11
Experimental / Suggested calling convention
« Last post by Jubatian on August 03, 2014, 09:43:35 PM »After quite a while of experimenting with the RRPGE CPU, maybe it is time to determine some useful calling conventions, that is, how function calls should be formatted, and how higher level languages may work with them.
Note that the specification lists instruction timings for the CPU, which will be relied upon here. Although I did not release how I sketched up the internal operation of the processor yet, it exists (defining a weakly pipelined construction), so these timings have some ground.
How functions work on this CPU
The RRPGE CPU defines specific opcodes for function call (JFA, JFR and JSV) which all work by the same base idea. They establish a new stack frame, and may also contain up to 16 function parameters as extension to the opcode. The function entry normally takes 9 cycles, then each parameter fetch another 4 cycles. Since when establishing the new stack frame, also involving pushing the return address, the number of parameters are not known, the return address will point at the first function parameter. No problem since the parameters can be formatted as NOPs, so the CPU simply skims over them again at an 1 cycle / instruction rate. So in total normally 5 cycles are taken for each parameter, which parameters will be accessible on the stack (simply by BP relative addressing) within the function body.
There is no way to manually build up a new stack frame, no push and pop, so this is the only way to do a function call. However it leaves many things not set in stone, which should be carved out to get a functional calling convention.
Components of a calling convention to consider
The way how the function must be called is defined above, however the following further details are left to the user program to work out:
Some more on the stack
After the JFL / JFA opcode, at the start of the function, the stack pointer (SP) is set up to point above the last parameter. This ensures that should anything happen (for example an interrupt using the user mode stack), the function's stack is not clobbered. When working with the stack, the stack pointer, if necessary, needs to be altered to keep this property (that it always points after the last used value).
Note that since the SP points after the last parameter on entry, it's value is the number of parameters passed to the function (SP is always to be interpreted BP relative). To acquire this value, an area is necessary to hold it, however unless clobbering something (such as one of the registers), such an area is not available.
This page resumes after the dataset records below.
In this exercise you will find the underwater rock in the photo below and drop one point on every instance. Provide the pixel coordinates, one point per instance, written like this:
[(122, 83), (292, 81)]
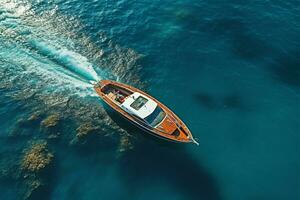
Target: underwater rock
[(125, 144), (85, 129), (34, 117), (36, 158), (32, 187), (51, 121)]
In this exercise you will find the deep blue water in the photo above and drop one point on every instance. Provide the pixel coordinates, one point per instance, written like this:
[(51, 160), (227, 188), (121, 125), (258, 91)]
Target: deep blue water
[(229, 69)]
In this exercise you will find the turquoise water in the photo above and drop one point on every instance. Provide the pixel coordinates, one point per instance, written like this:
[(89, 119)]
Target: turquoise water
[(229, 69)]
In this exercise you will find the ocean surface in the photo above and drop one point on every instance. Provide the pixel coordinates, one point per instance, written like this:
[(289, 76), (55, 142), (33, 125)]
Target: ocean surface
[(229, 69)]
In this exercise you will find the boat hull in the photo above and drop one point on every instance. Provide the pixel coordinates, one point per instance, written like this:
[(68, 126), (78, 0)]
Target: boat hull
[(184, 135)]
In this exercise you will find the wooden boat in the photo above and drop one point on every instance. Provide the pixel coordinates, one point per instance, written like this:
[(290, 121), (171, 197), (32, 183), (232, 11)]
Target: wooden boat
[(144, 111)]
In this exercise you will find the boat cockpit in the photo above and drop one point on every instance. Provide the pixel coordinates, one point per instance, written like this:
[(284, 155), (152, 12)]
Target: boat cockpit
[(115, 93)]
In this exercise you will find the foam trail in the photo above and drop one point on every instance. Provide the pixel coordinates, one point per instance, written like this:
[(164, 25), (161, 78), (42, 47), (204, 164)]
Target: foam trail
[(73, 61)]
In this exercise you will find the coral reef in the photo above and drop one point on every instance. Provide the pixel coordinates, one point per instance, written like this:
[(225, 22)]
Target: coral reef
[(85, 129), (34, 117), (36, 158), (51, 121)]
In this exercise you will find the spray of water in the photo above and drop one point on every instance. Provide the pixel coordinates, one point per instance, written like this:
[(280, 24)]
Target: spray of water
[(70, 60), (43, 50)]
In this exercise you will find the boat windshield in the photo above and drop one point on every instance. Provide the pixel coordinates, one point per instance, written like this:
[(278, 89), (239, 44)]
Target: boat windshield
[(155, 117), (139, 102)]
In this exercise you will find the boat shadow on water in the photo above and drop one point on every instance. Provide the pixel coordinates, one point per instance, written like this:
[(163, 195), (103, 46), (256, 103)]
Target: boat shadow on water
[(155, 162)]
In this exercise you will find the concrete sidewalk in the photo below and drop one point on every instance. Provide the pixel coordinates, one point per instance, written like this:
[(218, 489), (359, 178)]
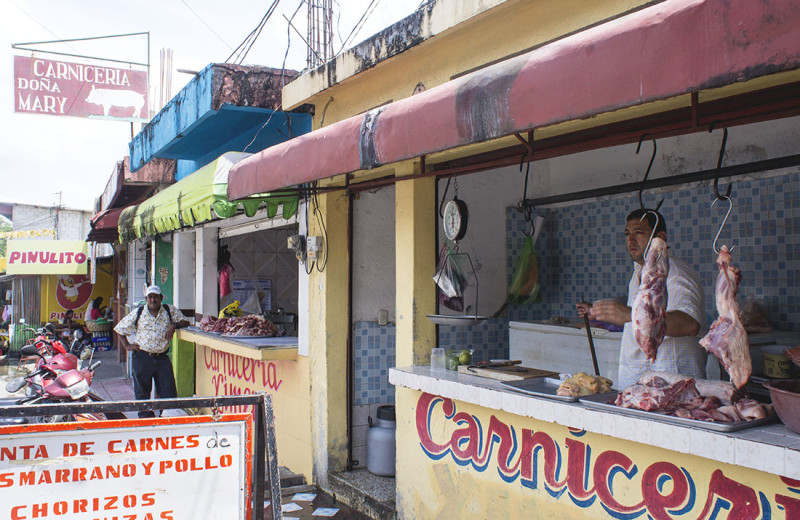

This needs to be considered when designing the calling convention. Note however that normally for fixed parameter count functions, reading the SP may not be necessary at all.
What to clobber if anything: some notes on the CPU registers
The RRPGE CPU has 8 general purpose registers, which by use may be divided in 3 groups:
The role differences end here: apart from these, all 8 registers operate the same way, available in any operation the same way.
Allowing a register to be clobbered takes it away from the caller, while making the life of the function code easier (no need to save / restore it). The return value convention may also be taken in account when deciding what to permit for clobbering: obviously if the return is generated into a register, that register need not be preserved. The supervisor call specification may also be followed here which uses R3 and sometimes C for return.
Allowing clobbering C is a quite natural decision. Due to it's special purpose which only this register can fulfil, it is not very likely that it is viable to use it to hold values in long term, so the caller won't quite miss it if functions would trash it.
The pointer registers (X0 - X3) on the other hand are quite eligible for long-term uses, however their special role may also make it quite likely that they will be necessary in function bodies as well.
Should all parameters be passed in the call parameter list
As described above, a function parameter normally takes 5 cycles (4 cycles when passing, 1 cycle when skimming over after return). If the same parameter was passed in a register, it would take 3 cycles only, assuming the necessity of a simple MOV. Truly this is not a huge gain as an average instruction takes 4 cycles.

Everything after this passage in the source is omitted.